Déficit – O Governo informa nas mensagens governamentais (de nº 76, 75 e 77, todas de 2019) enviadas ao Legislativo, que a finalidade das mudanças é garantir a sustentabilidade do atual sistema previdenciário paranaense, permitindo “a construção de um modelo que fortaleça o desenvolvimento no futuro”.

Estimativas da administração estadual apontam que o número de servidores aposentados vai superar o pessoal da ativa até 2022. A projeção indica que nos próximos três anos, o volume de benefícios pagos – aposentadorias e pensões – vai ultrapassar 135 mil pagamentos por mês, enquanto a folha mensal de ativos do Estado vai computar 132 mil servidores.

Além disso, informa que, em 2019, a despesa com a previdência do funcionalismo alcança R$ 10,1 bilhões. O Governo afirma que, atualmente, há uma insuficiência financeira (diferença entre contribuições e pagamentos) de R$ 6,3 bilhões para cobrir os gastos com aposentados e pensionistas do Estado. Sem a reforma, a previsão é que esta despesa ultrapasse R$ 9 bilhões por ano. Com as mudanças propostas, o déficit deve cair para R$ 2,5 bilhões.
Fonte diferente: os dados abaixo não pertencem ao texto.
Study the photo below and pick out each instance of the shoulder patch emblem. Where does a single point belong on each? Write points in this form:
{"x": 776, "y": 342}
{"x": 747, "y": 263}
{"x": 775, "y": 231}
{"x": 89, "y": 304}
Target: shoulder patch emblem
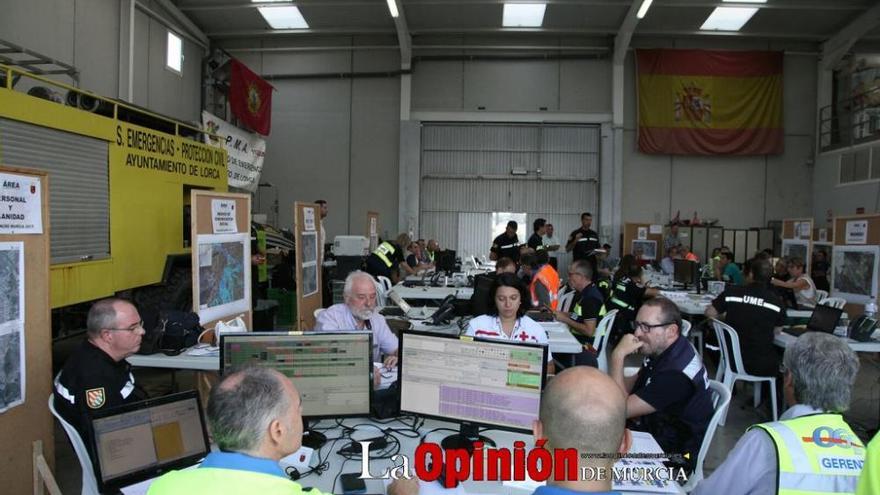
{"x": 95, "y": 398}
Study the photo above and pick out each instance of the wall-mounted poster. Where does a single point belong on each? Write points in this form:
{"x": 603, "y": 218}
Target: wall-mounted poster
{"x": 12, "y": 356}
{"x": 223, "y": 282}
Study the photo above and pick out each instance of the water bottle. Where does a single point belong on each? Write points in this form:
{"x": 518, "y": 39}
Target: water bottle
{"x": 870, "y": 309}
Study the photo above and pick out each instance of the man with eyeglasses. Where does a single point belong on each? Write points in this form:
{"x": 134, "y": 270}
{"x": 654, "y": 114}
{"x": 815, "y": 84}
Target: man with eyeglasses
{"x": 669, "y": 396}
{"x": 97, "y": 376}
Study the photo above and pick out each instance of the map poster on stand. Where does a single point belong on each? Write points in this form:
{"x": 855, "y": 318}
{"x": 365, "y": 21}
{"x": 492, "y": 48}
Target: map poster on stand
{"x": 20, "y": 200}
{"x": 223, "y": 218}
{"x": 12, "y": 355}
{"x": 223, "y": 283}
{"x": 310, "y": 262}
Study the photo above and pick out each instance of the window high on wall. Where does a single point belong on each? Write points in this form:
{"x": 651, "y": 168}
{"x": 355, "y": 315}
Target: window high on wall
{"x": 174, "y": 53}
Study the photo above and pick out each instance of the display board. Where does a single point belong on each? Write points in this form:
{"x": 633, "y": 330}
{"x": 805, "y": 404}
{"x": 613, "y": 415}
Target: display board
{"x": 221, "y": 257}
{"x": 306, "y": 229}
{"x": 855, "y": 260}
{"x": 643, "y": 236}
{"x": 25, "y": 326}
{"x": 372, "y": 232}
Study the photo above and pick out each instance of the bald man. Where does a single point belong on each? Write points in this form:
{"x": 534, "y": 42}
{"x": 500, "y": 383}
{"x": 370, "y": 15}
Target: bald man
{"x": 565, "y": 423}
{"x": 255, "y": 416}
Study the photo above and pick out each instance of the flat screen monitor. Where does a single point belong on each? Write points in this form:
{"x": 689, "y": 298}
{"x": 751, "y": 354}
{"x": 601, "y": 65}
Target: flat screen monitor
{"x": 144, "y": 439}
{"x": 446, "y": 261}
{"x": 686, "y": 272}
{"x": 331, "y": 371}
{"x": 473, "y": 382}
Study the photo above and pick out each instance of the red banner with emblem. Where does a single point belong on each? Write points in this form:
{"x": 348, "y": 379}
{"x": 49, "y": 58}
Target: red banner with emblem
{"x": 250, "y": 98}
{"x": 701, "y": 102}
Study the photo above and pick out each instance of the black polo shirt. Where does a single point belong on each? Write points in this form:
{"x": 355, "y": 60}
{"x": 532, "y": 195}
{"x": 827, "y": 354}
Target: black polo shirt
{"x": 589, "y": 241}
{"x": 753, "y": 311}
{"x": 91, "y": 381}
{"x": 536, "y": 242}
{"x": 506, "y": 246}
{"x": 675, "y": 384}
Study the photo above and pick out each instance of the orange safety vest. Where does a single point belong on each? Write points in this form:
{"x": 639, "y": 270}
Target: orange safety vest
{"x": 548, "y": 277}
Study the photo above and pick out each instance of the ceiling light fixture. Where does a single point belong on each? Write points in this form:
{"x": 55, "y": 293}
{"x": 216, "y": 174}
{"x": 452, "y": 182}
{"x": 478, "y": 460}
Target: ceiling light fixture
{"x": 392, "y": 6}
{"x": 523, "y": 14}
{"x": 646, "y": 4}
{"x": 283, "y": 17}
{"x": 728, "y": 18}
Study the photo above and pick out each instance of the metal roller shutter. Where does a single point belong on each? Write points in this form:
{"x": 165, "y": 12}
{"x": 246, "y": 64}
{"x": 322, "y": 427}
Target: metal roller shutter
{"x": 79, "y": 208}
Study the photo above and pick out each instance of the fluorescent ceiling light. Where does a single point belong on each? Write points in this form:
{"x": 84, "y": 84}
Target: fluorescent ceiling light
{"x": 728, "y": 18}
{"x": 523, "y": 14}
{"x": 392, "y": 6}
{"x": 283, "y": 17}
{"x": 646, "y": 4}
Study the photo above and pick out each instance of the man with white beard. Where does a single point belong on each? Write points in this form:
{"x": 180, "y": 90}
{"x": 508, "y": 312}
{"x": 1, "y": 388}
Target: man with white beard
{"x": 358, "y": 312}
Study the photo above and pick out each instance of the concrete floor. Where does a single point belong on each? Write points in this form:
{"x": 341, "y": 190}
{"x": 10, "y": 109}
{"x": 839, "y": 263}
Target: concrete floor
{"x": 863, "y": 415}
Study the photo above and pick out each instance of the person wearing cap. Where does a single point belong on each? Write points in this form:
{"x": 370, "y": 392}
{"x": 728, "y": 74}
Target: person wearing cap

Religião – Recebeu parecer favorável da CCJ o projeto de lei 432/2019, do deputado Artagão Junior (PSB). A finalidade da proposição é, conforme o autor, fazer justiça a todos que por questão de fé ou convicção religiosa, política ou filosófica, precisem se abster de atividades em dias considerados santos ou de guarda, segundo a sua consciência de fé. O parlamentar está propondo alterações nas Leis 11.662/1997 e 16.653/2010. Elas tratam de escusa de consciência, prestações alternativas à aplicação de provas e à frequência a aulas realizadas em dia de guarda religiosa. As mudanças em discussão estabelecem harmonia com os termos da Lei federal 13.796/2019.

Pedágio – Também foi aprovado o parecer do deputado Homero Marchese (PROS), apresentado na forma de um substitutivo geral, ao PL 345/2019, assinado pelo deputado Luiz Fernando Guerra (PSL). Essa proposição dispõe sobre a proibição do aumento de tarifas de pedágio em contratos de concessão ou permissão quando houver atraso no cronograma de execução de obras ou melhoramentos. O substitutivo estabelecendo que as medidas sejam adotadas para os próximos contratos.

Para conferir todos os projetos discutidos na reunião da CCJ é só clicar no link Pauta da CCJ: www.assembleia.pr.leg.br .

Presentes – Presidida pelo deputado Marcio Pacheco (PDT), a reunião da Comissão contou com as presenças dos seguintes parlamentares: Tiago Amaral (PSB), Tião Medeiros (PTB), Homero Marchese (PROS), Tadeu Veneri (PT), Maria Victoria (PP), Cristina Silvestri (PPS), Hussein Bakri (PSD), Evandro Araújo (PSC), Anibelli Neto (MDB), Emerson Bacil (PSL), Paulo Litro (PSDB) e Delegado Jacovós (PL).

Extraordinária – A CCJ volta a se reunir extraordinariamente, nesta quarta-feira (20), no Auditório Legislativo, a partir das 13h30. A reunião pode ser acompanhada ao vivo pela TV Assembleia e pelas redes sociais.